Monday, May 2, 2016

Early Modern Productions

Caralina Lawless and Sylke Lesinski


Pericles, Prince of Tyre 1609 Title Page
Pericles, Prince of Tyre, is a play detailing the story of the fictional prince Pericles and his adventures along the Mediterranean. It was inspired primarily by the story of Apollonius of Tyre, an old Greek Romance translated by John Gower, who narrates the Shakespeare version of the play. It also drew inspiration from The Patterne of Painefull Adventures, a work written by Lawrence Twine produced in 1576, which saw a renewal in popularity when it was reprinted in 1607. Although the question of Pericles’ authorship has long been debated, it wasn’t until 1919 after the publication of H. Dugdale Sykes that George Wilkins was widely accepted to have co-authored the play with the Bard. The play was partially written by William Shakespeare, and partially by George Wilkins, as co-authoring was a fairly common practice at this time. It was most likely written between 1606-1608, as that was when George Wilkins was most active as a writer.  It was around this time that a Venetian ambassador to England named Zorzi Giusinian saw a play called Pericles in London, which ran from January 5th 1606 to November 23 1608, though there is some speculation as to whether this was the Shakespeare version, or a different version of the play altogether. The play was first published in 1609 in a quarto edition, likely a pirated version. 
The Old Globe Theatre, London, 1642
            Though the title page of the first quarto states that it had been put on many times before 1609 at the Old Globe theater, the first confirmed production of Pericles was in May 1619, in the “King’s great chamber” in Whitehall. The Kings Men performed Pericles numerous times thereafter at the Old Globe between 1625 to1631. While it does not appear in the First Folio in 1623, it was published in quarto form in 1609, 1611, 1619, 1630, and 1635, before being added to the Third Folio in 1663.
Sadler Wells Theatre, Clerkenwell, c. 1808
            There is little evidence of a performance again until John Rhodes’ staging of it in 1660, at the start of the Restoration. Thomas Betterton played the title role at the Cockpit Theater, as the first production of any of Shakespeare’s works in the new era. However, the play is difficult to perform, and with the changing values of the Restoration period, the play’s structure did not fit the new neoclassical formats.  Critics of the time generally disliked the play, and scholar Edward Dowden cited it as being “as a whole singularly undramatic” and that it “entirely lacks unity of action”. Thus, it seems to have vanished from performance afterwards until 1854, with Samuel Phelps' staging of the play at the Sadler Wells Theatre in Clerkenwell, though not without heavy edits to fit the Victorian ideals.
            The play seems to disappear from view once more until the 1929 production by Walter Nugent Monck at the Maddermarket Theatre in Norwich, though again, cuts were made, most notably in the first act regarding the incest between King Antiochus and his daughter. It seems that as the play moved through time, time moved with the play, making adjustment where necessary, and editing scenes to fit the values and the ideals of the age in which it was performed.

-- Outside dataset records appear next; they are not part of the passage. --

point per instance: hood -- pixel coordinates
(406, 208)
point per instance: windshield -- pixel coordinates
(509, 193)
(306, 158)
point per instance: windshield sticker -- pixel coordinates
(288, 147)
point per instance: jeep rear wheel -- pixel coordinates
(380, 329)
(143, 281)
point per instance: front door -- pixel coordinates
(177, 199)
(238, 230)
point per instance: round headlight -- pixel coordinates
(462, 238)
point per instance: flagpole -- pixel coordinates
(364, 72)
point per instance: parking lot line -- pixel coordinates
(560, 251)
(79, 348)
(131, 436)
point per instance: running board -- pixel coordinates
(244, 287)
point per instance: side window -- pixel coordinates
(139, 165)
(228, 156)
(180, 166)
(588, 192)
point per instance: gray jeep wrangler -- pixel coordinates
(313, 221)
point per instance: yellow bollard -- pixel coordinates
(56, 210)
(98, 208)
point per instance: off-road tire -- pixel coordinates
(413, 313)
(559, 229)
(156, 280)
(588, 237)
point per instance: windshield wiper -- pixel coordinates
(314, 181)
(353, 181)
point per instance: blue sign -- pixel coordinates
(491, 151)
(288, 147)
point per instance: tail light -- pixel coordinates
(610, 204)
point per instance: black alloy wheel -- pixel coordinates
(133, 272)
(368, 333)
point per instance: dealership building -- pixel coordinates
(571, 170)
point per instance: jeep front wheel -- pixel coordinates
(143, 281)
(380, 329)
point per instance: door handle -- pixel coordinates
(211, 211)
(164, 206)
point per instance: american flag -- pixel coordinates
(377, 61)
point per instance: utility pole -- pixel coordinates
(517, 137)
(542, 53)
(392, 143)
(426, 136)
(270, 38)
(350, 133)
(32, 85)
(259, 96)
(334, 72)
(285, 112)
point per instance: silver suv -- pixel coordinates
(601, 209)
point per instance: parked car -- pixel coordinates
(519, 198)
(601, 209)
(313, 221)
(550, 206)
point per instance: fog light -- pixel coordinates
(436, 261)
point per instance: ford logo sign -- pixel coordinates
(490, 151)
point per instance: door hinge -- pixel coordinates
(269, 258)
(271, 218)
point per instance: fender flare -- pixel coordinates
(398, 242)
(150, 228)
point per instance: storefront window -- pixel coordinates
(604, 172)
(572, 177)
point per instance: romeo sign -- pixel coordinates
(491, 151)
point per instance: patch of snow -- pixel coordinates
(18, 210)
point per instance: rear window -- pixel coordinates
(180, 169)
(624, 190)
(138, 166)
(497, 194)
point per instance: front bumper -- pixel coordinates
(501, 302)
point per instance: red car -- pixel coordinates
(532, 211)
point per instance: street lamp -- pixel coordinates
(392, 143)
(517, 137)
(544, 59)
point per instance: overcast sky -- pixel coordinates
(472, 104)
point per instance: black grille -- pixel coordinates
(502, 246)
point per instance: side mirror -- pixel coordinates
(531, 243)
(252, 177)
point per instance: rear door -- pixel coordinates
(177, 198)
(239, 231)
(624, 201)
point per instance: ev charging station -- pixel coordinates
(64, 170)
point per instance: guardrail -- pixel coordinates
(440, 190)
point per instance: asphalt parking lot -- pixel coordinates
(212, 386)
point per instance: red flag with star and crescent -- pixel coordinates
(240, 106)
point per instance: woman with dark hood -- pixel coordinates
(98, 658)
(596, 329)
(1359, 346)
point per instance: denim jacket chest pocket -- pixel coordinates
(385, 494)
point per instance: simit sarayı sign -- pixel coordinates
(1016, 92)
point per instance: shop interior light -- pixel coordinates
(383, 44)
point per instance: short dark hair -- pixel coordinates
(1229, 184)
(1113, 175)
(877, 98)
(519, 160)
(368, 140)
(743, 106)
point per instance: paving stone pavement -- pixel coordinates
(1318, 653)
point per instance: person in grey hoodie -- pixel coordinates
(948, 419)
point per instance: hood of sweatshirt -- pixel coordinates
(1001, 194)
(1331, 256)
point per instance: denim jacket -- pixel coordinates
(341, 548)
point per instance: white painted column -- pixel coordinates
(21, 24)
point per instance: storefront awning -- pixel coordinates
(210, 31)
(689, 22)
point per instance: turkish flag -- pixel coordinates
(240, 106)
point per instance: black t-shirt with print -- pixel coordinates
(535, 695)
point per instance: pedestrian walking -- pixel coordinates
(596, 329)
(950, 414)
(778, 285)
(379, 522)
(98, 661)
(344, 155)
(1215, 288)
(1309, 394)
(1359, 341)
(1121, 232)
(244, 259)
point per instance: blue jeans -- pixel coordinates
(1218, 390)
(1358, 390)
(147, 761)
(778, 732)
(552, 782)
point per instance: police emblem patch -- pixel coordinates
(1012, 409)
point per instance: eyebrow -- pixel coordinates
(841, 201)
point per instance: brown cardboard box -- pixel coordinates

            In contrast to its previous scalding reviews, the production of Pericles at the Theatre for a New Audience was recently praised by the New Yorker as being “Sweeping, majestic…magical, theatrical…with music, dance, and pageantry all contributing to the glow.” Despite its rocky history, its content, and the difficulty of its staging, Pericles, Prince of Tyre went on to rise in popularity and success, eventually becoming one of Shakespeare’s better known plays.